There were several limitations to our study. Because of an imbalance in the medical resource distribution in China, local guidelines recommended concurrent usage of anthracyclines and taxanes as the preferred regimen for neoadjuvant chemotherapy until 2017. Thus, we adopted the concurrent use of anthracycline and taxane as the positive control during the trial design, which as substituted by sequential usage and a dose-dense schedule in international guidelines. For the same reason, we used TE according to local guidelines rather than TAC (TA [taxanes and anthracyclines] and cyclophosphamide) as the comparator. There are few studies assessing the efficacy of the TE regimen with or without cyclophosphamide. Recently, a Chinese group reported a randomized trial involving 640 node-positive patients that compared TA versus TAC. Their results showed that the two regimens produced similar DFS and OS. In contrast, TA was associated with less severe adverse events, lower economic burden, and better quality of life than TAC. Finally, due to the early termination of the trial, the statistical analysis was underpowered.
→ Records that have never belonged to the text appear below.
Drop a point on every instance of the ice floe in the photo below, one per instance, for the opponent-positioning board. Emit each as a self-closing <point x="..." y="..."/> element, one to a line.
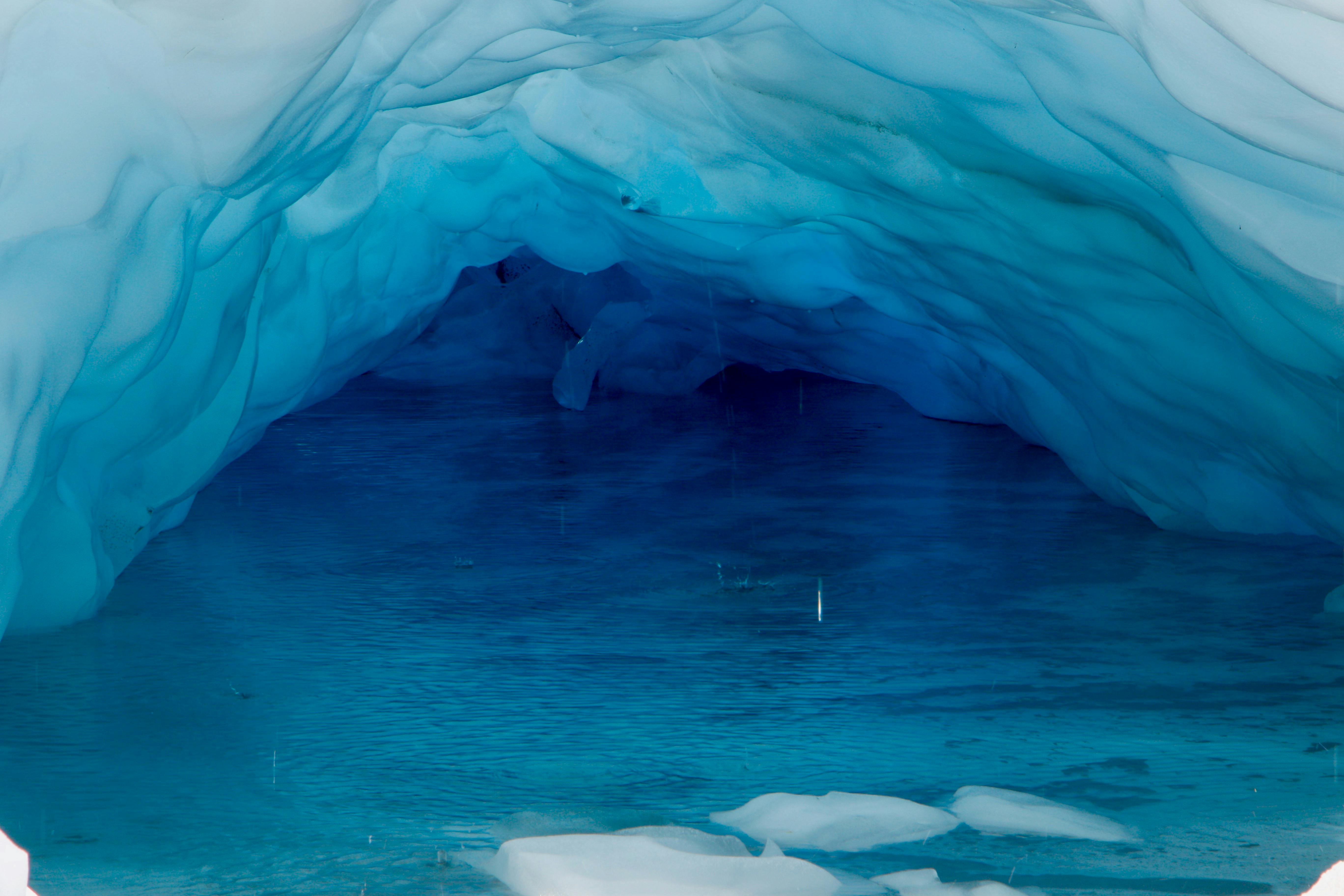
<point x="994" y="811"/>
<point x="925" y="882"/>
<point x="838" y="821"/>
<point x="652" y="862"/>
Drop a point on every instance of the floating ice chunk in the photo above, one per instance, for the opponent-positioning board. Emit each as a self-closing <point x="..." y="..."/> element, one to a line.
<point x="572" y="820"/>
<point x="1331" y="882"/>
<point x="837" y="823"/>
<point x="1007" y="812"/>
<point x="634" y="864"/>
<point x="14" y="870"/>
<point x="925" y="882"/>
<point x="689" y="840"/>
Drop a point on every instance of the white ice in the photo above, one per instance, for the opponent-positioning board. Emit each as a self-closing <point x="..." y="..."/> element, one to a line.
<point x="14" y="870"/>
<point x="1112" y="225"/>
<point x="1331" y="882"/>
<point x="925" y="882"/>
<point x="993" y="811"/>
<point x="659" y="862"/>
<point x="838" y="821"/>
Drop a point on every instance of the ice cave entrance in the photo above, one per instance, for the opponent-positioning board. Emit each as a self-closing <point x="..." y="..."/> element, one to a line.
<point x="419" y="621"/>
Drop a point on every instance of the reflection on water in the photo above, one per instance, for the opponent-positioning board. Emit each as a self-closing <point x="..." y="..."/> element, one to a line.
<point x="409" y="615"/>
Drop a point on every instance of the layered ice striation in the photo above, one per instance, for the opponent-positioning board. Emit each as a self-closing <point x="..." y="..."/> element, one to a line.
<point x="1112" y="225"/>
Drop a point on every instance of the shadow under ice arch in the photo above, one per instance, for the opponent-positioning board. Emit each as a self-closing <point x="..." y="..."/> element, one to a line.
<point x="1060" y="218"/>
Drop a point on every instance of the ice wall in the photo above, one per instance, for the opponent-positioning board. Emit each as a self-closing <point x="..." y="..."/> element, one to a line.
<point x="1112" y="225"/>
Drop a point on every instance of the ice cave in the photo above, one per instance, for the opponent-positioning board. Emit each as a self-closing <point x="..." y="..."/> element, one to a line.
<point x="671" y="448"/>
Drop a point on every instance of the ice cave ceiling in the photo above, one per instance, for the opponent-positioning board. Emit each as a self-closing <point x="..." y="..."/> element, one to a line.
<point x="1111" y="225"/>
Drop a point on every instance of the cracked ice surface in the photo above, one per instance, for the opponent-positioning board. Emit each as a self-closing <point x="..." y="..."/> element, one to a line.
<point x="1112" y="225"/>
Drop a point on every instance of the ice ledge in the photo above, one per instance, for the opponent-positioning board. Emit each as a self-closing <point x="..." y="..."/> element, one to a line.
<point x="14" y="870"/>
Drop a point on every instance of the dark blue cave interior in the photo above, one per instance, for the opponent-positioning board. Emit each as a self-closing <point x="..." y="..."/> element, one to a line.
<point x="419" y="620"/>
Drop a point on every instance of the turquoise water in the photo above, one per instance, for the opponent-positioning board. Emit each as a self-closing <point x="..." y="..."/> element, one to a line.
<point x="415" y="612"/>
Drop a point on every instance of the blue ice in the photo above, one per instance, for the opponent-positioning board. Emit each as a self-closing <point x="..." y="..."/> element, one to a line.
<point x="427" y="420"/>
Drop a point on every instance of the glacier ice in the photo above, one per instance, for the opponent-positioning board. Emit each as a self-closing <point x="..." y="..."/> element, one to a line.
<point x="660" y="862"/>
<point x="925" y="882"/>
<point x="14" y="868"/>
<point x="1331" y="882"/>
<point x="1112" y="225"/>
<point x="838" y="821"/>
<point x="994" y="811"/>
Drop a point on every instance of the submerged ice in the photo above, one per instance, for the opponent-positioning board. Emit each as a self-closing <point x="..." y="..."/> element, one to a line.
<point x="837" y="821"/>
<point x="652" y="862"/>
<point x="1112" y="225"/>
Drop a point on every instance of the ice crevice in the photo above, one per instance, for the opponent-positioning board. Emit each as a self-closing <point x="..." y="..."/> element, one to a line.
<point x="1111" y="225"/>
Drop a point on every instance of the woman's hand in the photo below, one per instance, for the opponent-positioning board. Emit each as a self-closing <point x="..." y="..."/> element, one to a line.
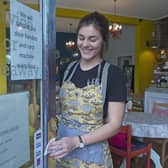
<point x="60" y="148"/>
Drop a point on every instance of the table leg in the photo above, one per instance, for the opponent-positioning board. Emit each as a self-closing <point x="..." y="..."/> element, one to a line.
<point x="156" y="158"/>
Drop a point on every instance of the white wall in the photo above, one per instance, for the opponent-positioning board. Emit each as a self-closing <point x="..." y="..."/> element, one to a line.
<point x="122" y="46"/>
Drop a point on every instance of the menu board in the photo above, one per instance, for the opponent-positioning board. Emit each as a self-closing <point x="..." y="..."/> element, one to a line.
<point x="26" y="42"/>
<point x="14" y="130"/>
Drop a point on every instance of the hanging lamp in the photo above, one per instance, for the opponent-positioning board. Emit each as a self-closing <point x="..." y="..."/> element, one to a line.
<point x="115" y="29"/>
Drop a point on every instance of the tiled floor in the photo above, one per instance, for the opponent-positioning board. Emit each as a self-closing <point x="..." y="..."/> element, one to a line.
<point x="140" y="162"/>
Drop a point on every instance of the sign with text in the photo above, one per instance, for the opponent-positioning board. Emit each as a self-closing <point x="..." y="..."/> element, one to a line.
<point x="14" y="130"/>
<point x="26" y="42"/>
<point x="38" y="149"/>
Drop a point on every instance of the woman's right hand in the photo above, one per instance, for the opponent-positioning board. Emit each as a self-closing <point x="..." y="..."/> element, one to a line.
<point x="60" y="148"/>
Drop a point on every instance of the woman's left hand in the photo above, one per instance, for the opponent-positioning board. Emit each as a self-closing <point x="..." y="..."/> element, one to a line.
<point x="60" y="148"/>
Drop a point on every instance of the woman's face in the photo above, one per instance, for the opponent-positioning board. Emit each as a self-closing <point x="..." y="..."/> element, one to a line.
<point x="89" y="42"/>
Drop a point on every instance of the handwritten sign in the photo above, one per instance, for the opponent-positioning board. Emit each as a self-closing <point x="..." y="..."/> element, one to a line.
<point x="26" y="42"/>
<point x="14" y="130"/>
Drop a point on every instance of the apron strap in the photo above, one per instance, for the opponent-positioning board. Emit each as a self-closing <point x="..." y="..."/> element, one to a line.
<point x="104" y="80"/>
<point x="67" y="70"/>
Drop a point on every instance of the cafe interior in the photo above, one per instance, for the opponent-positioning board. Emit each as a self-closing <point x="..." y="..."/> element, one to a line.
<point x="138" y="44"/>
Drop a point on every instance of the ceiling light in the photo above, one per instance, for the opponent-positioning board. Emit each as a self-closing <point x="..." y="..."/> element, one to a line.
<point x="70" y="43"/>
<point x="115" y="29"/>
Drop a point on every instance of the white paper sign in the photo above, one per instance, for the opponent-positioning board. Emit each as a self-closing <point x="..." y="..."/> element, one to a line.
<point x="26" y="42"/>
<point x="14" y="130"/>
<point x="38" y="149"/>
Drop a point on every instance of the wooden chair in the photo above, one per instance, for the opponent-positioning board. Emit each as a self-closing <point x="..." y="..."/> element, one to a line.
<point x="132" y="149"/>
<point x="160" y="109"/>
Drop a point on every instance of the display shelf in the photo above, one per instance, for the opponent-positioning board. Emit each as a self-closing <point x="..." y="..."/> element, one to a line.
<point x="161" y="73"/>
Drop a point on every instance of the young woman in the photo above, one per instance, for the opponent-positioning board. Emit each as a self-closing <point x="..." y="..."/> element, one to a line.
<point x="82" y="134"/>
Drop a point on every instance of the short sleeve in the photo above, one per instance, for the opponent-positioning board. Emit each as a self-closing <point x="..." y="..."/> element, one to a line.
<point x="116" y="85"/>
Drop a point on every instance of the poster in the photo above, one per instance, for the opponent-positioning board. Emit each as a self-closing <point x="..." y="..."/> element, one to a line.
<point x="14" y="130"/>
<point x="26" y="42"/>
<point x="38" y="149"/>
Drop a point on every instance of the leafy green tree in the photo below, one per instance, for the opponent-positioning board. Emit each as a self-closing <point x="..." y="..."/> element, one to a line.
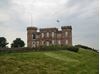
<point x="18" y="43"/>
<point x="3" y="42"/>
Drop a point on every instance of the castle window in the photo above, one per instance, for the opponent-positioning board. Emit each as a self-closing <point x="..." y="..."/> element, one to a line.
<point x="58" y="35"/>
<point x="33" y="36"/>
<point x="42" y="35"/>
<point x="52" y="34"/>
<point x="47" y="34"/>
<point x="37" y="43"/>
<point x="66" y="34"/>
<point x="59" y="42"/>
<point x="47" y="43"/>
<point x="53" y="42"/>
<point x="37" y="36"/>
<point x="42" y="42"/>
<point x="66" y="41"/>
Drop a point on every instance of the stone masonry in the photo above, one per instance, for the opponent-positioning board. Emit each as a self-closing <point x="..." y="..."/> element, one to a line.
<point x="49" y="36"/>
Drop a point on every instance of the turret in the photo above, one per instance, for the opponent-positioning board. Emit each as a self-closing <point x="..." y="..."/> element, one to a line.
<point x="67" y="34"/>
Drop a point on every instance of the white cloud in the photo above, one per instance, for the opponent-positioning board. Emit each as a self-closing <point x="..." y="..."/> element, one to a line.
<point x="16" y="16"/>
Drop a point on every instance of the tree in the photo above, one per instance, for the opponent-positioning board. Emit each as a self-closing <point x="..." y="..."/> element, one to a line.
<point x="3" y="42"/>
<point x="18" y="43"/>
However, the results for specific subtypes were still attractive and warrant further study.
Despite its limitations, our study was the first randomized, positive-controlled study to validate the feasibility of using TX as an anthracycline-free regimen against LABC and high risk early HER2-negative breast cancer. This regimen could be an active option for select patients. These findings must be confirmed in a definitive trial with a larger sample size.